Au fil des saisons – le film commence et se termine dans la froidure – la rencontre entre spectateurs et personnages reste une découverte perpétuelle. Parce que des secrets sont mis au jour, surtout parce que Kore-eda ne tient rien pour acquis, ni la « psychologie » des gens qu’il filme ni les rapports de force. Il filme l’œuvre de la vie et du temps sur ses personnages, adultes et enfants, façonnés aussi bien par les coups que leur porte le monde qui les entoure que par les liens complexes qui les rassemblent.
Du spectacle de ce merveilleux échantillon de notre espèce sourd aussi une espèce de grondement rageur, que pousse le metteur en scène face à la difficulté d’aimer, de vivre ensemble. Lorsqu’il a présenté Une affaire de famille au festival du Monde, Hirokazu Kore-eda a redit qu’il se sentait beaucoup plus proche de Ken Loach que de Yashujiro Ozu, auquel on l’assimile souvent. Mais là où l’auteur de Moi, Daniel Blake (2016) organise la vie de ses personnages autour des causes pour lesquelles il se bat, Kore-eda procède avec une finesse qui rend, au départ, presque imperceptible, le contre-chant politique qui accompagne l’épopée minuscule du clan Shibata. Ce n’est qu’après le dernier plan déchirant du film qu’on prend tout à fait conscience de cette dimension.

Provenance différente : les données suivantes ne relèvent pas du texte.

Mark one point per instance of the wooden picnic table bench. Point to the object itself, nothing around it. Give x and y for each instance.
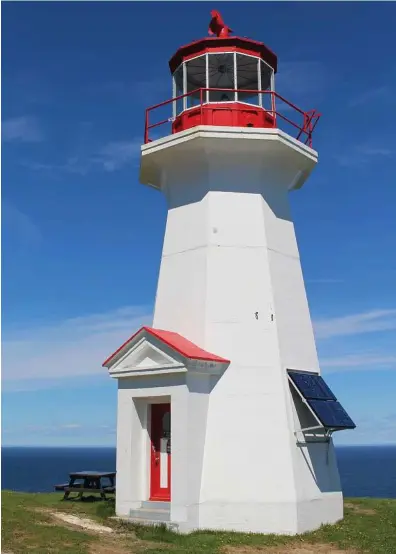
(88, 482)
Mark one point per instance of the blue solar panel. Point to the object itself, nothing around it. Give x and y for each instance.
(321, 400)
(331, 414)
(311, 386)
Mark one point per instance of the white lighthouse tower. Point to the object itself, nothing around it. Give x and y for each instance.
(223, 419)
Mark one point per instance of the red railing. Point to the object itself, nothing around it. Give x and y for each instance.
(305, 125)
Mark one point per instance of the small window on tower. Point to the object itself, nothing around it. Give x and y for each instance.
(196, 79)
(266, 76)
(247, 79)
(178, 88)
(221, 77)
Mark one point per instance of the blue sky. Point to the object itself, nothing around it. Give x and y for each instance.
(82, 239)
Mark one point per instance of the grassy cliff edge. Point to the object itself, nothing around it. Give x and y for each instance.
(33, 523)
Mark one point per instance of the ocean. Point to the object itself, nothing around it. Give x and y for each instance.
(368, 471)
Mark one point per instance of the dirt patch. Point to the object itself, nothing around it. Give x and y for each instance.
(287, 549)
(359, 510)
(110, 547)
(83, 522)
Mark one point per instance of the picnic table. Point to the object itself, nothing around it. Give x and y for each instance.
(88, 482)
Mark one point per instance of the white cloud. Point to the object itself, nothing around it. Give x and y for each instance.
(115, 155)
(17, 224)
(373, 96)
(301, 78)
(22, 129)
(110, 157)
(325, 281)
(366, 322)
(368, 361)
(42, 356)
(363, 154)
(75, 347)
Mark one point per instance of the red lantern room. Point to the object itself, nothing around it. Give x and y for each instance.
(228, 81)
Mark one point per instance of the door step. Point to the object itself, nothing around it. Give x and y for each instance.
(157, 512)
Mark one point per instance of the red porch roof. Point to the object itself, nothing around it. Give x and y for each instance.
(176, 342)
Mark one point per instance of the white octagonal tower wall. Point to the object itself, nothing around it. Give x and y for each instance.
(231, 281)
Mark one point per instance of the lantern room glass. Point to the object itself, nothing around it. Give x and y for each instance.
(225, 71)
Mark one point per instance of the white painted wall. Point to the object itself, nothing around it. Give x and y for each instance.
(231, 281)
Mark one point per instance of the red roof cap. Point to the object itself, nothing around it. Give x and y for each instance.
(176, 342)
(245, 45)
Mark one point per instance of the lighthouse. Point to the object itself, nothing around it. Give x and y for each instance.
(224, 421)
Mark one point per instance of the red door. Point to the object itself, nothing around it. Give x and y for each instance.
(160, 452)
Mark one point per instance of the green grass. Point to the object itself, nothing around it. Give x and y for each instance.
(369, 526)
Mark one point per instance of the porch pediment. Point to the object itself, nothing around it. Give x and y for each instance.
(153, 351)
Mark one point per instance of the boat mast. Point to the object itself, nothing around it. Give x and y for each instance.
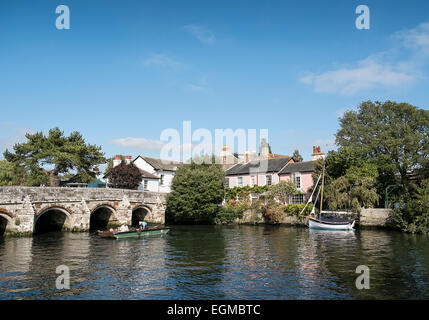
(323, 183)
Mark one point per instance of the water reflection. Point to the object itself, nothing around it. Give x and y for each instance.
(218, 262)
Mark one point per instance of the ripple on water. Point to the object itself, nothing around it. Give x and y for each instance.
(217, 262)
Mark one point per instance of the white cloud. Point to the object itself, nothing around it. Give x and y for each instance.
(380, 70)
(141, 143)
(416, 39)
(202, 34)
(368, 74)
(162, 60)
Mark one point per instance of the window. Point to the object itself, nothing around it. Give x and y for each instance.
(296, 199)
(296, 178)
(252, 181)
(269, 180)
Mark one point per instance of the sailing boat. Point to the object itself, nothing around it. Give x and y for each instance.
(314, 223)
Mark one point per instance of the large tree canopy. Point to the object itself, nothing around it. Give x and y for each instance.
(393, 136)
(44, 157)
(125, 176)
(198, 190)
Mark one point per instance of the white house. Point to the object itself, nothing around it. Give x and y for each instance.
(157, 173)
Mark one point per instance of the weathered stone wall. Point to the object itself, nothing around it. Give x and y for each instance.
(22, 206)
(374, 217)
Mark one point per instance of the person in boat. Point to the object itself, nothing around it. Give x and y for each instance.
(123, 228)
(142, 225)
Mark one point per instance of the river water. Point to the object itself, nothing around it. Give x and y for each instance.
(218, 262)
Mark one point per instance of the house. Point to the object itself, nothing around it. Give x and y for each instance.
(301, 173)
(274, 169)
(157, 174)
(256, 172)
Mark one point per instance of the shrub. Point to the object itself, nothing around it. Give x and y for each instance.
(295, 209)
(273, 212)
(231, 211)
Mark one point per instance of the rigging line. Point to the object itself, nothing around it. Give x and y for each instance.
(311, 197)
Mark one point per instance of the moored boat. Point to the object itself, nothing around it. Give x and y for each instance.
(133, 233)
(324, 224)
(330, 225)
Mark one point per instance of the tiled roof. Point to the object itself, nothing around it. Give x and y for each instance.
(258, 166)
(148, 174)
(160, 164)
(305, 166)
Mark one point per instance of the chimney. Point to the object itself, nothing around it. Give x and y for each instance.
(117, 161)
(317, 154)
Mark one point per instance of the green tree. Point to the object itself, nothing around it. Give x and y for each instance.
(412, 215)
(125, 176)
(354, 190)
(10, 175)
(297, 156)
(44, 158)
(282, 191)
(393, 136)
(197, 192)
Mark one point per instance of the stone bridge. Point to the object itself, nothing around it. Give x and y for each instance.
(27, 210)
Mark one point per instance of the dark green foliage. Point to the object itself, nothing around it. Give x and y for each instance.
(125, 176)
(295, 209)
(412, 215)
(393, 136)
(243, 192)
(10, 174)
(282, 190)
(231, 211)
(43, 158)
(197, 193)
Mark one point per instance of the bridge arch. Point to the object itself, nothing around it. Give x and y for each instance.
(139, 213)
(100, 216)
(5, 219)
(52, 218)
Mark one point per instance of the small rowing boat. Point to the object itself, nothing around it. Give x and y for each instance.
(137, 233)
(330, 225)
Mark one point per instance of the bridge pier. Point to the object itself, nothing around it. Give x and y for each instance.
(25, 209)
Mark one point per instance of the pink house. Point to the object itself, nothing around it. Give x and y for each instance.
(273, 170)
(301, 173)
(256, 172)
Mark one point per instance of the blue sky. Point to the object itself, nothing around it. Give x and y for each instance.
(127, 70)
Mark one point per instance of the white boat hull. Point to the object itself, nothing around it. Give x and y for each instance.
(323, 225)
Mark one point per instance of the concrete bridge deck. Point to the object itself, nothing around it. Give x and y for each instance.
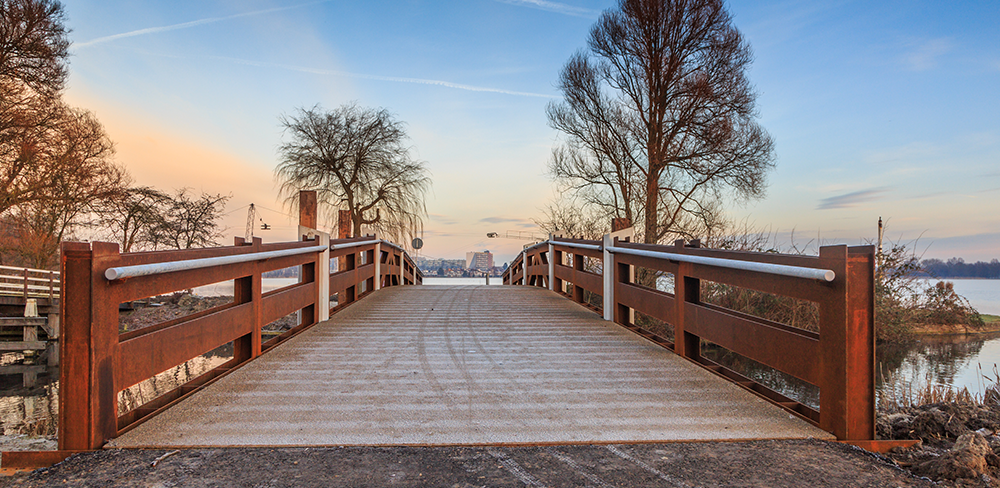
(473, 365)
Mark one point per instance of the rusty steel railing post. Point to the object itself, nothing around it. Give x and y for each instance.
(75, 426)
(847, 399)
(377, 256)
(88, 406)
(552, 265)
(242, 293)
(686, 290)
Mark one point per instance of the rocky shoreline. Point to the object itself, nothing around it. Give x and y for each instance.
(959, 445)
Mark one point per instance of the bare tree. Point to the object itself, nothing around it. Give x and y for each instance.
(33, 53)
(137, 219)
(73, 155)
(356, 156)
(191, 221)
(660, 117)
(33, 44)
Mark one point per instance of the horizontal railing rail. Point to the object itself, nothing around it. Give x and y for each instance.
(99, 361)
(839, 359)
(190, 264)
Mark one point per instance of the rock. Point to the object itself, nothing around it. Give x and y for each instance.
(188, 300)
(966, 460)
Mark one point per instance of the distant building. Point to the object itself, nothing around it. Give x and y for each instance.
(479, 260)
(439, 266)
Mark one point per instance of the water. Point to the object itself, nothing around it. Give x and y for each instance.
(439, 280)
(952, 361)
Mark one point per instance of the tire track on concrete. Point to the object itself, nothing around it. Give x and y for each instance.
(425, 364)
(580, 470)
(515, 469)
(659, 474)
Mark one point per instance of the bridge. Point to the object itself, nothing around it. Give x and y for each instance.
(555, 356)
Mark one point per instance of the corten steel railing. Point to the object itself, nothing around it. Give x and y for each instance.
(29, 283)
(839, 359)
(98, 362)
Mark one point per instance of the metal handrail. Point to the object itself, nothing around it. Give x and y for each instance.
(159, 268)
(776, 269)
(592, 247)
(354, 244)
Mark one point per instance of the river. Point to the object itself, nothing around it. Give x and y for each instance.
(952, 361)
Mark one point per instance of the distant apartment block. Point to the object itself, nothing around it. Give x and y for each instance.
(431, 266)
(479, 260)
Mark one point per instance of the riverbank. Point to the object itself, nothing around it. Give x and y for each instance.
(810, 463)
(959, 444)
(991, 324)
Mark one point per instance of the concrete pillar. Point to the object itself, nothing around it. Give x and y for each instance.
(609, 279)
(552, 264)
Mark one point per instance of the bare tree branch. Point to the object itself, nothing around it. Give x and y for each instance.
(357, 157)
(660, 117)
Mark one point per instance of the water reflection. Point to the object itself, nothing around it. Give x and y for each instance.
(29, 393)
(29, 390)
(955, 361)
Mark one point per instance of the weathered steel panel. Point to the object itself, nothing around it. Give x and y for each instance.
(776, 347)
(286, 301)
(655, 303)
(145, 356)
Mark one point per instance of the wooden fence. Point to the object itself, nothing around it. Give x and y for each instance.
(839, 359)
(98, 361)
(29, 283)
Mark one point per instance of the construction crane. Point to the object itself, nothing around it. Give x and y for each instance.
(516, 234)
(252, 221)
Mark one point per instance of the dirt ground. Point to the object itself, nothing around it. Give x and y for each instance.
(170, 307)
(801, 463)
(959, 444)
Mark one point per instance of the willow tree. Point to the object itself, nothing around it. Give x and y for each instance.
(356, 157)
(659, 117)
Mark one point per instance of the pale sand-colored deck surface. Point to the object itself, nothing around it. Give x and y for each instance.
(427, 365)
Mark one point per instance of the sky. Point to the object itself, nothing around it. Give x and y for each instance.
(877, 109)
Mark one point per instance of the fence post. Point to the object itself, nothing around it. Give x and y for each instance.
(609, 278)
(686, 290)
(378, 265)
(75, 425)
(323, 277)
(847, 335)
(552, 265)
(88, 410)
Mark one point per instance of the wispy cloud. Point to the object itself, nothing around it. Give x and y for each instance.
(852, 199)
(559, 8)
(186, 25)
(397, 79)
(925, 54)
(499, 220)
(442, 219)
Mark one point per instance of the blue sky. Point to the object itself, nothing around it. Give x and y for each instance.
(877, 108)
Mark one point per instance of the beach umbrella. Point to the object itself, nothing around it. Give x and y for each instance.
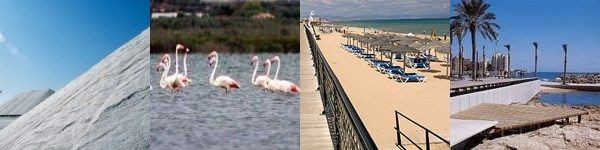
(404, 49)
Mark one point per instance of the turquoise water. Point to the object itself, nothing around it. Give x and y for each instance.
(416, 26)
(573, 98)
(550, 76)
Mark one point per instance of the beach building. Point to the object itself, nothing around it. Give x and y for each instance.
(499, 64)
(21, 104)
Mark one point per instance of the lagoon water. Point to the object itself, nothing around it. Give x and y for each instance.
(204, 117)
(416, 26)
(573, 98)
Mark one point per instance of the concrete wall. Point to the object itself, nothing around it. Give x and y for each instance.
(518, 93)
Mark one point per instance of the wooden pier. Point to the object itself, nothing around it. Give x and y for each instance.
(513, 118)
(314, 130)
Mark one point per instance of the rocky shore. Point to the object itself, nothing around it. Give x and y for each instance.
(584, 135)
(583, 78)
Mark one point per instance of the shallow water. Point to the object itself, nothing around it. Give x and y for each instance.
(574, 98)
(204, 117)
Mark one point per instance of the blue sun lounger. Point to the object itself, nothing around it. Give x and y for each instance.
(404, 78)
(374, 63)
(400, 75)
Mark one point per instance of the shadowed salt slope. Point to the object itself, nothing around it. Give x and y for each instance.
(104, 108)
(24, 101)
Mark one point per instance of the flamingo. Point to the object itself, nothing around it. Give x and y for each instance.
(185, 79)
(281, 85)
(167, 81)
(261, 80)
(224, 82)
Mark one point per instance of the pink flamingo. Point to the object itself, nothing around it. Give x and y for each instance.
(185, 79)
(224, 82)
(281, 85)
(167, 81)
(261, 80)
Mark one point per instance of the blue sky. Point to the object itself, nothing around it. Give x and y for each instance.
(551, 23)
(46, 44)
(375, 9)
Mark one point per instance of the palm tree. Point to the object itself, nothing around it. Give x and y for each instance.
(565, 65)
(535, 44)
(483, 63)
(457, 30)
(474, 14)
(508, 48)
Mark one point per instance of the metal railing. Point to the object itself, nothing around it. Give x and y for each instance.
(12, 116)
(346, 128)
(482, 87)
(427, 143)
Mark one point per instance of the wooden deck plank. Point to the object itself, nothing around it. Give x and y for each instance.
(515, 116)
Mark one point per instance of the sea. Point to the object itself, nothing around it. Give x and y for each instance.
(573, 98)
(416, 26)
(204, 117)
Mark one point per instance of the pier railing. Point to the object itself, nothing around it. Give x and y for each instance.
(426, 131)
(482, 87)
(11, 116)
(346, 128)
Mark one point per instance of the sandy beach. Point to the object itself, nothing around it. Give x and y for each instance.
(376, 97)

Aux premiers plans, sur le visage d’un beau petit garçon aux cheveux longs, dans un supermarché, on ne voit que la comédie presque burlesque du vol à l’étalage. Shota (Kairi Jyo) fait glisser des sachets de nourriture industrielle dans son sac à dos pendant qu’Osamu (Lily Franky) qui pourrait bien être son père, fait écran. Sur le chemin qui les ramène chez eux avec leur butin, ils aperçoivent – et ce n’est pas la première fois – une petite fille seule, dans le froid, à l’extérieur d’un appartement. Ils lui proposent à manger, finissent par la ramener dans leur maison, un pavillon d’une pièce, coincé dans un petit jardin minable.